Au cours de sa campagne électorale Joe Biden l’avait martelé : s’il était élu il n’accepterait jamais de nouveaux forages gaziers et pétroliers sur les terres fédérales. Bref, il était écolo et tenait à le faire savoir. C’est sans doute pourquoi il vient d’approuver le projet Willow de la compagnie pétrolière ConocoPhillips, qui consiste à extraire sur trente ans 576 millions de barils (un baril équivaut à 159 litres) dans les terres vierges du nord-ouest de l’Alaska, un territoire fédéral, en générant l’émission de 239 millions de tonnes de CO2. Outre-Atlantique aussi les promesses électorales n’engagent que ceux qui y croient.

Le gouvernement helvétique a annoncé débloquer 50 milliards de dollars (46 milliards d’euros) pour venir en aide au Crédit suisse, première banque en Europe à trembler sous le choc des faillites bancaires aux États-Unis. La seconde banque suisse a développé au cours des années une éthique assez particulière puisqu’elle a eu maille à partir avec la justice pour des questions de blanchiment, de dissimulation de la fortune de dictateurs, de trafic de cocaïne, de liens avec les mafias japonaises (les yakuzas), de corruption en Afrique, d’espionnage et d’escroquerie. En son temps Bertolt Brecht avait illustré dans sa pièce La résistible ascension d’Arturo Ui l’interaction entre les milieux d’affaires, de la politique et ceux du gangstérisme. Le Crédit suisse en donne une bonne illustration.

« Nous avons décidé d’entamer le processus d’adhésion de la Finlande à l’Otan dans notre Parlement », a déclaré Recep Tayyip Erdoğan à l’issue d’une rencontre à Ankara avec son homologue finlandais Sauli Niinistö. Ce feu vert donné par le président turc à l’intégration du pays nordique à l’alliance militaire occidentale a cependant une contre-partie : la promesse finlandaise de mener la vie dure aux militants du Parti des travailleurs du Kurdistan, hostiles à Erdoğan et qui ont trouvé refuge dans ce pays. La Turquie a mis le même marché en main à la Suède qui pour l’instant tergiverse. L’an dernier, le gouvernement d’Ankara avait fait savoir qu’il réclamait l’extradition de 12 « terroristes kurdes » de Finlande et 21 de Suède. Bref du donnant-donnant dont les Kurdes sont, encore une fois, les victimes.

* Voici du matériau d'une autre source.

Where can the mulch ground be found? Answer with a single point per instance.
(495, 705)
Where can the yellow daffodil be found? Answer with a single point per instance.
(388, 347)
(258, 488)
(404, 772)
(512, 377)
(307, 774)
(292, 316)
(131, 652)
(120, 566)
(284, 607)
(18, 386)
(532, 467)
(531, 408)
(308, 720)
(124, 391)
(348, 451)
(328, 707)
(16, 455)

Des sociologues, soutenus par la Défenseure des droits, Claire Hédon, viennent de publier un rapport « REACTAsie » qui met en évidence un racisme que l’on oublie souvent, celui dont sont victimes les personnes d’origine asiatique. Ce racisme – dont on parle beaucoup moins que ceux dont sont victimes les Arabes, les Noirs, les Juifs ou les Tziganes – n’en est pas moins réel. La pandémie de Covid-19 a contribué à une accélération de la prise de conscience de ces discriminations, poussant la recherche scientifique à se mobiliser pour les documenter. Pour réaliser cette enquête, des entretiens biographiques approfondis ont été menés, entre 2020 et 2022, auprès de 32 jeunes diplômés de l’enseignement supérieur, âgés de 20 à 40 ans et originaires de neuf pays (primo-arrivants ou descendants de migrants) : Chine continentale, Japon, Corée, Vietnam, Laos, Cambodge, Philippines, Hong Kong, Taïwan. Et tous font état d’attitudes discriminatoires et de plaisanteries à leur égard qui s’expriment à l’école, à l’université, au travail, ou dans les relations personnelles. Rarement dénoncée, la discrimination à l’encontre des Asiatiques n’avait jusqu’ici jamais fait l’objet d’un rapport officiel financé par une autorité constitutionnelle indépendante. C’est donc une première qui devrait ouvrir la voie à d’autres études plus complètes.